Further, crucial details such as GDPR compliance in logging should also fall under the purview of the centralized observability team. In today’s organizations, observability teams manage huge data pipelines used for complex analytics. In all of these pipelines, you must enforce GDPR compliance by removing personally identifiable information (PII), ensuring security tokens or sensitive data are not sent in logs, and avoiding painful data leaks. These issues can become even more complicated when sending logging and telemetry data off-site. 

Although not every organization will need to roll their own observability infrastructure as Suman’s team has at Slack, a dedicated observability team can find the right technical stack for your organization’s needs, be it the ELK Stack, OpenSearch, Prometheus, or Jaeger. Finding the right fit involves analysis of the needs, patterns, velocity, and volume of your organization, he noted. 

Suman offers the example of how to properly handle log storage: In the case that your log data is highly structured and the queries you run are purely analytical, it makes sense to store it in the data warehouse. On the other hand, says Suman, if your log data is highly unstructured you need something like Elasticsearch.

Observability as Analytics: The Mental Models

In a field with as many competing services, vendors, and packages as observability, it is helpful to keep one fundamental question in mind: what is the overall mental model we should be building towards? In my view, it is that observability is really a data analytics problem

It is about getting data from many types, sources, and formats, meshing it all together, creating a conceptual data warehouse, and then being able to ask and answer whichever question I want to understand what goes on in my system.

Suman takes a similar view, noting that: “observability actually is a way to understand what’s happening in your system.” However, he places special emphasis on the ingestion stage: “I think a better model for observability is to think about gathering pre-aggregated or raw data and then ingesting that data to suit your queries.”

In summary

From technical maintenance to the distribution of standards, to maintaining legal compliance of telemetry data, observability has clearly become a specialization.
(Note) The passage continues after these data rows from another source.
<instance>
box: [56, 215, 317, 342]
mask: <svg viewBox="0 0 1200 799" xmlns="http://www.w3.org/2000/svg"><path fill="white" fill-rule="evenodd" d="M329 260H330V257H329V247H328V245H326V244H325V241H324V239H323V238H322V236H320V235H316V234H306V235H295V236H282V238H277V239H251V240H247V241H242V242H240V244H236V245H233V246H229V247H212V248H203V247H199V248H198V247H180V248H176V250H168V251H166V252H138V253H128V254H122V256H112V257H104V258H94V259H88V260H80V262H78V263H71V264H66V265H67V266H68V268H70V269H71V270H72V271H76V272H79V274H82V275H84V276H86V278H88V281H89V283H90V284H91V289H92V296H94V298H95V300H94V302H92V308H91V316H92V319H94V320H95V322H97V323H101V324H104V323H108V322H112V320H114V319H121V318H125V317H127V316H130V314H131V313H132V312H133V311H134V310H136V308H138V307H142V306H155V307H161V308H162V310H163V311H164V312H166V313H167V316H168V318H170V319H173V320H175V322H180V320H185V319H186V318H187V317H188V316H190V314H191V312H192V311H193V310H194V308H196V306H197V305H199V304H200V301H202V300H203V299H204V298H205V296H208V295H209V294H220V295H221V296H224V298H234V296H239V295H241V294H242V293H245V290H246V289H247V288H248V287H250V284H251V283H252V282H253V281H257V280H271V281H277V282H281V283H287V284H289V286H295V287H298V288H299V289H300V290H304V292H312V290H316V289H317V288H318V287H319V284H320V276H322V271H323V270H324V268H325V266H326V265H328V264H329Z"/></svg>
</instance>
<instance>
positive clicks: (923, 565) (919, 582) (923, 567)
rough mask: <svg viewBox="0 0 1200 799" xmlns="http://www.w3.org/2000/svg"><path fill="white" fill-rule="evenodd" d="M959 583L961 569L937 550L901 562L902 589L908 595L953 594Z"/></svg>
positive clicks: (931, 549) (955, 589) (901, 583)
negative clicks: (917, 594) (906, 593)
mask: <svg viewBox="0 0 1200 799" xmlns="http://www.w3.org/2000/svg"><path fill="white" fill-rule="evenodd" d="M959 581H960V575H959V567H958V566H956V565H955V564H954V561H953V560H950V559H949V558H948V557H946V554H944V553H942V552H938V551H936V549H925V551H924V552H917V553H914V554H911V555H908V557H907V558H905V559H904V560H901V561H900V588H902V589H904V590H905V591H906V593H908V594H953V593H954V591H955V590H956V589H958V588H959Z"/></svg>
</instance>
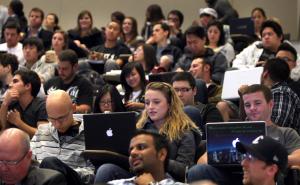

Similar to database administration teams, observability teams have increasingly become key players in enterprises and even mid-sized organizations. With this modern approach, the observability becomes not only a backend-oriented, log-metric-trace ordeal. 

Rather, observability is the process of knowing and understanding what is happening in your systems. As Suman nicely noted, systems are not just limited to the backend, but also frontend systems, business processes, and user retention

According to Suman “Even to some of the analytics use cases that people typically use, [that] people don’t even think of using observability systems for, it can be applied there.”